Dads – Take Over Father’s Day!

Happy Father’s Day to millions of fathers all over the world! What a great thing it is to be a father! My question and challenge today, though, as we accept gifts, try out new gadgets and bask in the glory that is fatherdom is how many of us are really and truly “dads”?
It’s easy to be classified as a father. In fact, by the simplest and crudest definition a father could simply be a sperm donor. There are nearly 68 million fathers in the U.S. right now, yet, according to the Census Bureau, nearly one in three children under the age of 18 do not even live with their father. The National Fatherhood Initiative adds that up to 40 percent have no interaction with their father. Eighty-five percent of the single family homes in America – 15 million of them – are run by the mother. And the cause and effect statistics from the absence of dads are not pretty, as children are two to three times more likely to do poorly in school, get involved with the wrong crowd, commit crimes, do drugs, etc.

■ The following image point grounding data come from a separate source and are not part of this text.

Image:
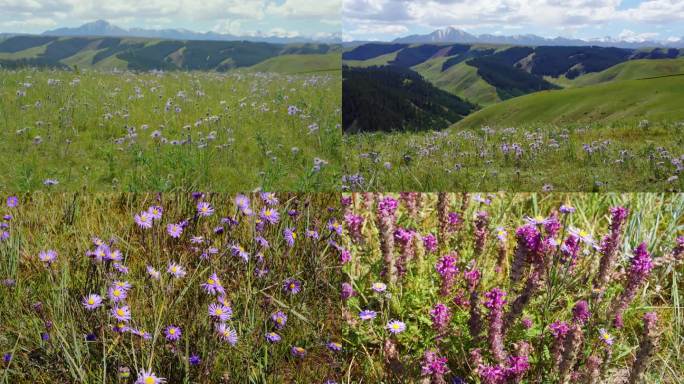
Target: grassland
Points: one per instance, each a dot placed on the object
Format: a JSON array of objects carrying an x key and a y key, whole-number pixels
[
  {"x": 126, "y": 131},
  {"x": 615, "y": 136},
  {"x": 48, "y": 336}
]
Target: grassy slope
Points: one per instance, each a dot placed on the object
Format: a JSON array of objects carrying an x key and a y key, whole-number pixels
[
  {"x": 657, "y": 99},
  {"x": 300, "y": 63},
  {"x": 631, "y": 70},
  {"x": 462, "y": 80}
]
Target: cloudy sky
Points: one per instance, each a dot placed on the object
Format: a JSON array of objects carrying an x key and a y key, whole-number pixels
[
  {"x": 243, "y": 17},
  {"x": 628, "y": 19}
]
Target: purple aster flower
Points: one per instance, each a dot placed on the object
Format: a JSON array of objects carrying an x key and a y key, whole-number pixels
[
  {"x": 194, "y": 360},
  {"x": 227, "y": 334},
  {"x": 269, "y": 198},
  {"x": 396, "y": 326},
  {"x": 237, "y": 250},
  {"x": 172, "y": 333},
  {"x": 270, "y": 215},
  {"x": 155, "y": 211},
  {"x": 292, "y": 286},
  {"x": 580, "y": 312},
  {"x": 204, "y": 209},
  {"x": 148, "y": 377},
  {"x": 220, "y": 312},
  {"x": 347, "y": 291},
  {"x": 144, "y": 220},
  {"x": 605, "y": 336},
  {"x": 243, "y": 204},
  {"x": 272, "y": 337},
  {"x": 379, "y": 287},
  {"x": 298, "y": 352},
  {"x": 121, "y": 313},
  {"x": 176, "y": 270},
  {"x": 12, "y": 201},
  {"x": 116, "y": 294},
  {"x": 334, "y": 346},
  {"x": 290, "y": 236},
  {"x": 92, "y": 301},
  {"x": 48, "y": 257},
  {"x": 213, "y": 285},
  {"x": 279, "y": 319},
  {"x": 174, "y": 230}
]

But though it is soberingly important to not turn our backs on such statistics, this article is about praising dads – those 1.7 million single dads out there, those like this ordinary dad, who have sometimes struggled with the balance of work and family, those whose jobs take them away for days at a time, those whose checkered pasts cruelly interfere with the present and taunt the future, telling them over and over that they’re just not good enough, those who are doing the very best with what they have, which may not be much, sacrificing themselves for the sake of their childrens’ future, and those, all of us, who love our children immensely and unconditionally.
Celebrate being a dad, and set an example worthy of following. Be proactive on Father’s Day! Don’t just take in the accolades (especially if you’ve been working all week anyway!), return the favor by giving yourself to your family for the day. Fire up that new grill by fixing their favorites, put those nice new golf clubs aside and take the family to play 18 holes on a miniature golf course, try those snazzy new clothes on and take everybody out for a nice dinner, try out the new fishing poles or other outdoors equipment after a picnic lunch at the park, pop the popcorn and watch a movie with them, or even go green a bit by planting a tree in the yard that will always remind everyone of Father’s Day 2010 after a family game of wiffle ball, horseshoes or touch football of course!
We’re dads! Respect it! Be humbled by it! Celebrate it! Bask in it! Happy Father’s Day!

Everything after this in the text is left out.